Sri Lanka is unlikely to hit its full-year economic growth target of 3-4% following the Easter Sunday bombings, junior finance minister Eran Wickremeratne told Reuters on Tuesday.

A poll of 10 analysts this month predicted growth could slide to 2.5%, which would be the country's lowest since 2001.

Tourism, foreign investment and overall business activity are all expected to fall, the poll found, following the April 21 bombings in which more than 250 people including 42 foreigners were killed. Islamic State claimed responsibility.

Some analysts said they were expecting a contraction in growth in the second quarter.

But Wickremeratne said measures including increased government spending would soften the impact of falling investment and an estimated $1 billion slump in tourism revenue this year.

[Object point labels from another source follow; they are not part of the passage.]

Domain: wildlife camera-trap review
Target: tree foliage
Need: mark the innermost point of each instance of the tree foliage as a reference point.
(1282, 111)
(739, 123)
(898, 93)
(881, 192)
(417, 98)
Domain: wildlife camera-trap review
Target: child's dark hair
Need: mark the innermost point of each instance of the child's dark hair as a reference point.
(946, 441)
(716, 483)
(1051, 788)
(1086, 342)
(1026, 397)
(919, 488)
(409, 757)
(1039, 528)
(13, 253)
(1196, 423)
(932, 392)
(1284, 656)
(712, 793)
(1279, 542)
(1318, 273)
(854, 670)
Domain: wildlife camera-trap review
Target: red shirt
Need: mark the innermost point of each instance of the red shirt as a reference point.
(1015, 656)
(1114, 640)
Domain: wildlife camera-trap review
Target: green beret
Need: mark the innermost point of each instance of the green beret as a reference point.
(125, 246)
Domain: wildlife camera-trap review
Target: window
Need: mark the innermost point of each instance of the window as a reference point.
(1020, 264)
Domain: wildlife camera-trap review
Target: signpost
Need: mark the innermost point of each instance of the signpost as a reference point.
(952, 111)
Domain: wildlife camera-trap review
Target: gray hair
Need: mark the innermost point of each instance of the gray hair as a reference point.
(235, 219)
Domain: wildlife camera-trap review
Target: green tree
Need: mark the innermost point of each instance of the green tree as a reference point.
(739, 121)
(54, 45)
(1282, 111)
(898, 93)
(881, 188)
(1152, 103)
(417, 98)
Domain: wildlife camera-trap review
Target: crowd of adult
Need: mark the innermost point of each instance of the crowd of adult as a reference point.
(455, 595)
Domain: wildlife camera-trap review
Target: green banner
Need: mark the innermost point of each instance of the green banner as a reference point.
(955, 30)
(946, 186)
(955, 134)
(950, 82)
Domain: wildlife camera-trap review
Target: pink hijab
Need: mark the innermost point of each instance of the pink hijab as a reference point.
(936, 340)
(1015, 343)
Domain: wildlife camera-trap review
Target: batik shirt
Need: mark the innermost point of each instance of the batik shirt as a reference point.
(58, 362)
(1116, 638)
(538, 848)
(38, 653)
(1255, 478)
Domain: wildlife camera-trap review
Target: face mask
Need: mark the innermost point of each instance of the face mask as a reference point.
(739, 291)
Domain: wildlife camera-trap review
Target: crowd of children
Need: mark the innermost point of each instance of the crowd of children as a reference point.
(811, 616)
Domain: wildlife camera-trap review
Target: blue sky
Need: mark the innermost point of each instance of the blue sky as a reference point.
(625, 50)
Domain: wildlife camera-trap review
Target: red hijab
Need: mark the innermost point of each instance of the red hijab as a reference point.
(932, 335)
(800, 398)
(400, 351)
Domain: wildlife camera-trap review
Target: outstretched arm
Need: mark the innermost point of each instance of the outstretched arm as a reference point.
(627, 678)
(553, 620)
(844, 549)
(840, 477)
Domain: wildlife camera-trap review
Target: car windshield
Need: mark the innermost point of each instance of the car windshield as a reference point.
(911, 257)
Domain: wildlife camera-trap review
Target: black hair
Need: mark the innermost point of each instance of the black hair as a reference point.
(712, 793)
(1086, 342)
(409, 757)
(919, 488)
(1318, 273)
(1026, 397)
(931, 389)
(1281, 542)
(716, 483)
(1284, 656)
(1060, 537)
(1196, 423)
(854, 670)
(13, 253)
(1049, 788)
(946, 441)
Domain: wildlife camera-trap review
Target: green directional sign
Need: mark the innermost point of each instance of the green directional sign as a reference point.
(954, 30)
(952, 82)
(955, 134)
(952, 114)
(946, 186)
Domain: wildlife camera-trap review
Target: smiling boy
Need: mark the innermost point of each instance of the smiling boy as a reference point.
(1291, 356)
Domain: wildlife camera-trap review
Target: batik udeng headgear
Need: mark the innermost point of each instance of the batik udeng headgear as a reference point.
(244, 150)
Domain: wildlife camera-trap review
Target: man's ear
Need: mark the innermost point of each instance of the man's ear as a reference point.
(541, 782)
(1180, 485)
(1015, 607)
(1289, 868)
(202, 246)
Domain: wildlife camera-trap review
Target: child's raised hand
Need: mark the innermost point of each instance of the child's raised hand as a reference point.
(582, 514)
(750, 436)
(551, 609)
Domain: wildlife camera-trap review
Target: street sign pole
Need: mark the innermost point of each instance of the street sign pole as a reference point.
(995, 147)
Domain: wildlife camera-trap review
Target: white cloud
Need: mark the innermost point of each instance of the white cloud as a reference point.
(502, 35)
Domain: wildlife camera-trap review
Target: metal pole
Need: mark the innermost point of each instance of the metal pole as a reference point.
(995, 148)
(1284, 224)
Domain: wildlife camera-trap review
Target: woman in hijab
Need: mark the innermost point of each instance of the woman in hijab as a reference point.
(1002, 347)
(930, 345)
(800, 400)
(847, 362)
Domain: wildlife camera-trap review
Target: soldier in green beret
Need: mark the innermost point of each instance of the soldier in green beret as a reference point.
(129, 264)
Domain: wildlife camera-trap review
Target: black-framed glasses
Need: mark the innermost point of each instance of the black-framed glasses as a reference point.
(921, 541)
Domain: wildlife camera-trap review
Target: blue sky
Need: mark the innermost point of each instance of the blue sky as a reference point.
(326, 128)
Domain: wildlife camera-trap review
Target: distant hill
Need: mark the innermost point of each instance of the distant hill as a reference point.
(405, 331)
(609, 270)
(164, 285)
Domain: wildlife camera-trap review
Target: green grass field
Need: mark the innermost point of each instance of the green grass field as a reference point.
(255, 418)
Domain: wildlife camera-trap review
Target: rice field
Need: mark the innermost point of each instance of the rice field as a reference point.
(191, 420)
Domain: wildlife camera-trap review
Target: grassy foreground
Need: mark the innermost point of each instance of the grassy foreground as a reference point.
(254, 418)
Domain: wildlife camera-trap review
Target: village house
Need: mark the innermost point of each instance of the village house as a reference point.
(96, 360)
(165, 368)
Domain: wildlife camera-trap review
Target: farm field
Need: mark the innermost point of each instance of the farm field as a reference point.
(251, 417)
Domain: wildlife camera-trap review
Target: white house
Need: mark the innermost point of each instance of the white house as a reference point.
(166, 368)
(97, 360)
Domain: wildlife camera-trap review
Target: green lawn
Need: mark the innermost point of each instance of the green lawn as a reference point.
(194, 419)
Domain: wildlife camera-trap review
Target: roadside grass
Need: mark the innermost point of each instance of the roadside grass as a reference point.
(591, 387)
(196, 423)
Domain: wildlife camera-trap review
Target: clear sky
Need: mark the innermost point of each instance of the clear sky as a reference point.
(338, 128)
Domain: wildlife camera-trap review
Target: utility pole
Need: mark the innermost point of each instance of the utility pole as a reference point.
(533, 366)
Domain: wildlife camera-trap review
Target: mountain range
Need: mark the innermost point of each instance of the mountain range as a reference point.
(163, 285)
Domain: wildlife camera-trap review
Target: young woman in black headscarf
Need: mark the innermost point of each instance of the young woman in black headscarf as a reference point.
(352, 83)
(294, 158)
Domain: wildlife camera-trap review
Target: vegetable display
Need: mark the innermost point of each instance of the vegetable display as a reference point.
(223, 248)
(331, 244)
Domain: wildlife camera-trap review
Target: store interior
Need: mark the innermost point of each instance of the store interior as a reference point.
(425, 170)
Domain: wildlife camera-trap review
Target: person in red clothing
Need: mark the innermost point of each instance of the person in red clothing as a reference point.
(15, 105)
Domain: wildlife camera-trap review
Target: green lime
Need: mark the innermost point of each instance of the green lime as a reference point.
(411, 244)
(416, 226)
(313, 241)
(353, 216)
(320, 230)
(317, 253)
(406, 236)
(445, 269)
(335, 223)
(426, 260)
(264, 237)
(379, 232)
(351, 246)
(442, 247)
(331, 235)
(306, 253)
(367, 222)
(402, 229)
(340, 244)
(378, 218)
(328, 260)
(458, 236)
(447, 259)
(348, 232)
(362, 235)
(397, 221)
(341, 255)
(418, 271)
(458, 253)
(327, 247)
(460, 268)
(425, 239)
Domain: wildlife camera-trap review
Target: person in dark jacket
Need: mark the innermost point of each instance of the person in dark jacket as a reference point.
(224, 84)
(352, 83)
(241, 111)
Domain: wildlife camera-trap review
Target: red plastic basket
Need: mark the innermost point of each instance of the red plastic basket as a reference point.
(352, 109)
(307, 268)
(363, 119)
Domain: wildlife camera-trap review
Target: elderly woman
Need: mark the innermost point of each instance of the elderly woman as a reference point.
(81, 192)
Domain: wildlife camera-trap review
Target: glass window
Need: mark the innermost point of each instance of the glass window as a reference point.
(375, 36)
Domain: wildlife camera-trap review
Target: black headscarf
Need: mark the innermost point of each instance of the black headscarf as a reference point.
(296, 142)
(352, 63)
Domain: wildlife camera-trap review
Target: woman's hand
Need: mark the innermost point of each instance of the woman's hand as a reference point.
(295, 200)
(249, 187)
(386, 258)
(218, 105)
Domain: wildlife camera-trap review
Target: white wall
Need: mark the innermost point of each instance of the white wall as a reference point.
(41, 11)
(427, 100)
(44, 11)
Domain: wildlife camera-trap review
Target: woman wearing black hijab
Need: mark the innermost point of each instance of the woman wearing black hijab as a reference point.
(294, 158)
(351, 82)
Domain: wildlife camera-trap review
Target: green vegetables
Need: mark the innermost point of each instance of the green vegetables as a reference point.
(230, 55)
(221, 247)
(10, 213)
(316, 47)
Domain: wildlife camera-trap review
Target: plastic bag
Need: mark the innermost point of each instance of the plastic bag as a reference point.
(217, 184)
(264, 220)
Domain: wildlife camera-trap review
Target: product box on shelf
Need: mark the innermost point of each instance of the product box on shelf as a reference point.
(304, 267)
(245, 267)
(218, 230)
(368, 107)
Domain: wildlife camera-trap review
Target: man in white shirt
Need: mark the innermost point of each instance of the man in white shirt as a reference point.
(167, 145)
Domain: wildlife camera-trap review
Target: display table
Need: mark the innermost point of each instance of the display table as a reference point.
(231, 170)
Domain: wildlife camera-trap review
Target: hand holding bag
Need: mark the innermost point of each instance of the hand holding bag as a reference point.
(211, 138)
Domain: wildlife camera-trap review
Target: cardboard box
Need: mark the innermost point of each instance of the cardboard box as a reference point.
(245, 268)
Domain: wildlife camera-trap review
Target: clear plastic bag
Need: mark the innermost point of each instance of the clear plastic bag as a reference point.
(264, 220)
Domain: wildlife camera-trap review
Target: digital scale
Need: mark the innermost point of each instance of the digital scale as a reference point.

Last year the island earned $4.38 billion from tourism. Arrivals tumbled 7.5 per cent in April from a year ago.

"The early indication of the central bank says that it won’t be negative growth (in Q2)," Wickremeratne told Reuters in a phone interview on Tuesday.

"Obviously I don’t think we can achieve the (full-year) 3-4% range. But I will wait for the central bank’s latest estimates."

Wickremeratne said the central bank reducing commercial banks' Statutory Reserve Ratio in February, the government putting more money into construction, and a state-funded loan programme to boost economic activities in rural areas would all help to support growth.

"It is not typical private sector-led growth. But there will be growth because we are spending that money on the ground," he said.

Growth slowed to a 17-year low of 3.2% in 2018, as a weeks-long political crisis and past policy tightening sapped business confidence and cooled investment.

The central bank had already said before last month's attacks that interest rates could be reduced.